It can be a great idea to purchase an older home. Many of these homes in Montgomery have classic style and beautiful landscaping. There are many things that get better with time, but plumbing usually isn’t one of them. Older homes in Alabama are likely to have older pipes, and when you purchase a home, this may be the best time to have it repiped.
When you purchase a home, there’s usually some transition time built in. With all the packing and unpacking that needs to happen, in addition to the business aspect of the purchase, there’s a lot that goes on. It could be wise to give yourself some time to address major projects before you get settled. It could take up to a week or a bit more to repipe an entire home. If you’re already living in a home, this would be a major inconvenience. If you schedule it before you officially move in, not having water won’t be as big of a deal.
Is It Necessary?
If an older home has lead pipes, it definitely needs new pipes. Lead pipes can present concerns related to your health.
Galvanized steel was another common material that pipes were made out of. It was practical for a time, but then people in the industry realized that galvanized pipes can become corroded. After this happens, it’s harder for water to flow through them, and sediment can get dispersed in drinking water.
Even if your home doesn’t have these types of pipes, it may still need new pipes. If there are leaks, it’s obvious that something needs to be done. If there is any concern about areas that could pose a problem in a few years, it makes more sense to deal with it as soon as possible.
New Pipe Options
There are three main pipe options. The first is copper. It’s strong, durable, and resistant to corrosion. It’s proven to be something that people can count on for decades, but it can be expensive.
The second option is CPVC, which stands for chlorinated polyvinyl chloride. This type of piping is considered to be easier to install than copper, so that’s why it’s often a choice during remodels.

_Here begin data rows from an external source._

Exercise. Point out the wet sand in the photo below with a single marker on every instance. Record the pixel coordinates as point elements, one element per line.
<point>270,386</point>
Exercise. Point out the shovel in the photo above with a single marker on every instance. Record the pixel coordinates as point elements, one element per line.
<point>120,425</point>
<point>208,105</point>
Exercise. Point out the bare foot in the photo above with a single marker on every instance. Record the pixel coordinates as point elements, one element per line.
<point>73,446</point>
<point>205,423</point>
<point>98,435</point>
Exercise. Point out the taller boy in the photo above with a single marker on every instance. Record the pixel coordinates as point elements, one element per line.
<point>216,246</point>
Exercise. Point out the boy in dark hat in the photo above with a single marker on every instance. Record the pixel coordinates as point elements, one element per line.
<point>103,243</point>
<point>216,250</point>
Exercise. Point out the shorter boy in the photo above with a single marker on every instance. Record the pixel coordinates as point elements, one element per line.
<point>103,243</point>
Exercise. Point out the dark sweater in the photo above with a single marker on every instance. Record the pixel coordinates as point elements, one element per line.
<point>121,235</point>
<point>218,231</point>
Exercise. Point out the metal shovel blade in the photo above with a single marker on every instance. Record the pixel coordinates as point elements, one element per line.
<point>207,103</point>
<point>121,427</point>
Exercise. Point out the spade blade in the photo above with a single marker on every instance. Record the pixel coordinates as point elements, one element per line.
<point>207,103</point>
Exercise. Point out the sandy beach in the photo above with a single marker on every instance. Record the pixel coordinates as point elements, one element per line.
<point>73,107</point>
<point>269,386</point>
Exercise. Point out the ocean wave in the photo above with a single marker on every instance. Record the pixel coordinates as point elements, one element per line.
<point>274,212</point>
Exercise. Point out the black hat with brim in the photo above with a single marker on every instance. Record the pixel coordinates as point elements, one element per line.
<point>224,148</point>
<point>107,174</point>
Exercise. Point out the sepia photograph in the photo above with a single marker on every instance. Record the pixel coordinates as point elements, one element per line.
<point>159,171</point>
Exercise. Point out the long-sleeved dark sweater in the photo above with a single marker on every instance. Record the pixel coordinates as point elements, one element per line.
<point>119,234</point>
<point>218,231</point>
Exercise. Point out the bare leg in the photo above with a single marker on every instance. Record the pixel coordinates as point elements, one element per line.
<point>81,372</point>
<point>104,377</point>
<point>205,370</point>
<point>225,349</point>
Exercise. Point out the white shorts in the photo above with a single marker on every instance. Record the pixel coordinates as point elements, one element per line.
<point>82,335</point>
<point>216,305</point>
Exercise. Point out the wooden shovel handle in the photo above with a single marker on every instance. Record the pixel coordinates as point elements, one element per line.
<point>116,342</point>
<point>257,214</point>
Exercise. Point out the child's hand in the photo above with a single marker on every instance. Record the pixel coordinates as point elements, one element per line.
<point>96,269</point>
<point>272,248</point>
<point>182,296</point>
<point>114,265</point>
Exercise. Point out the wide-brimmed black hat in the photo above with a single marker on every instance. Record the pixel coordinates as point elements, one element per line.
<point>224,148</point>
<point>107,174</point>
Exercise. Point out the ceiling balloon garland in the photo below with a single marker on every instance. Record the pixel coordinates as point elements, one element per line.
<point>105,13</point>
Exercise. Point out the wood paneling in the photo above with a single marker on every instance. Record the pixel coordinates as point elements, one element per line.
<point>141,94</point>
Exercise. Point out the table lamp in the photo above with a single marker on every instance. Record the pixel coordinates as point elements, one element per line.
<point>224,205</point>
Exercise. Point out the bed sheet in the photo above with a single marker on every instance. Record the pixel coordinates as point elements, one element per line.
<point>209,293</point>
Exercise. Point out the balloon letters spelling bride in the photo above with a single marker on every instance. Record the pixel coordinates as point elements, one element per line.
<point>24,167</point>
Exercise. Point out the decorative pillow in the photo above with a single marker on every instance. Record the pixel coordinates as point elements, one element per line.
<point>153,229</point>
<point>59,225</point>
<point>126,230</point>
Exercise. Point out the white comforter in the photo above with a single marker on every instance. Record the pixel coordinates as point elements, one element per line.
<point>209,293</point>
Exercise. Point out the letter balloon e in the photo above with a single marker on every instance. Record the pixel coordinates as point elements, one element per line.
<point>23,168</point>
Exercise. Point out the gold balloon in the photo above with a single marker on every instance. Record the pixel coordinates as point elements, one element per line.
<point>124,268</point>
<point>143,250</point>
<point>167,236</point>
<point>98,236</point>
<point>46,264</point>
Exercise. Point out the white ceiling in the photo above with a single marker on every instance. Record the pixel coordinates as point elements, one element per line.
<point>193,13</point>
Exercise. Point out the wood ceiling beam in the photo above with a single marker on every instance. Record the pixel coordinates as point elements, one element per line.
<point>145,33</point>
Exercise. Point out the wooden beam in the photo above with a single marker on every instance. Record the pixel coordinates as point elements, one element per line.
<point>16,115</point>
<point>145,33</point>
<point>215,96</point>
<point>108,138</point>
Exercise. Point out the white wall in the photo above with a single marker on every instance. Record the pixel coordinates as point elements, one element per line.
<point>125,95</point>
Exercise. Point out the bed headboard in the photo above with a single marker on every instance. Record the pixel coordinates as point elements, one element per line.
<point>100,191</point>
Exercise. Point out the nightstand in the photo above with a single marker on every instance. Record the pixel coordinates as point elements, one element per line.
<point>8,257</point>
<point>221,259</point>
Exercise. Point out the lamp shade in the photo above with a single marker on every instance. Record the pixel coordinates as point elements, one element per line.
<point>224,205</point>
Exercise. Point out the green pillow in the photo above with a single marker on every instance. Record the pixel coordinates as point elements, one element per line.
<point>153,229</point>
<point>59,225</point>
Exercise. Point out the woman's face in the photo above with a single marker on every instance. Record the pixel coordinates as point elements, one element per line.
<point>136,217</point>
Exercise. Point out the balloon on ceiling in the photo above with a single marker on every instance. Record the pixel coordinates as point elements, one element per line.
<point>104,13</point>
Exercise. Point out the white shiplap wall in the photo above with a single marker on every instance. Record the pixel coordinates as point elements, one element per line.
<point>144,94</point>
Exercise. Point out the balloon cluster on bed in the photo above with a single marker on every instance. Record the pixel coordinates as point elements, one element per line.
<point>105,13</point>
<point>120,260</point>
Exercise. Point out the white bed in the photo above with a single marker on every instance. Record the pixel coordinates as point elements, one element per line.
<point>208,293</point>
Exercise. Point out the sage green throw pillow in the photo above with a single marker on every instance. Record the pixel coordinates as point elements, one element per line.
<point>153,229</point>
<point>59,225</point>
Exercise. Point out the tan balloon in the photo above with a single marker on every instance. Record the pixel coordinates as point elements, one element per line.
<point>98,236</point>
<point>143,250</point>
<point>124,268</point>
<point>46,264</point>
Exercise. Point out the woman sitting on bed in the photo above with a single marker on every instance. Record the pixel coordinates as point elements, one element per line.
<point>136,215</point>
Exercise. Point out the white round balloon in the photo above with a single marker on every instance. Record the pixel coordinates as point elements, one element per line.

The third choice is PEX. PEX is cross-linked polyethylene. It’s gained a lot of popularity in the past few decades. One of its strengths is its flexibility, as it can go around bends. It doesn’t require joint fittings, and it’s naturally insulated. It does need to be protected from sunlight, and while we know it’ll last a while, it has a shorter lifespan than copper. You can still expect PEX piping to last for around 30 to 50 years, though.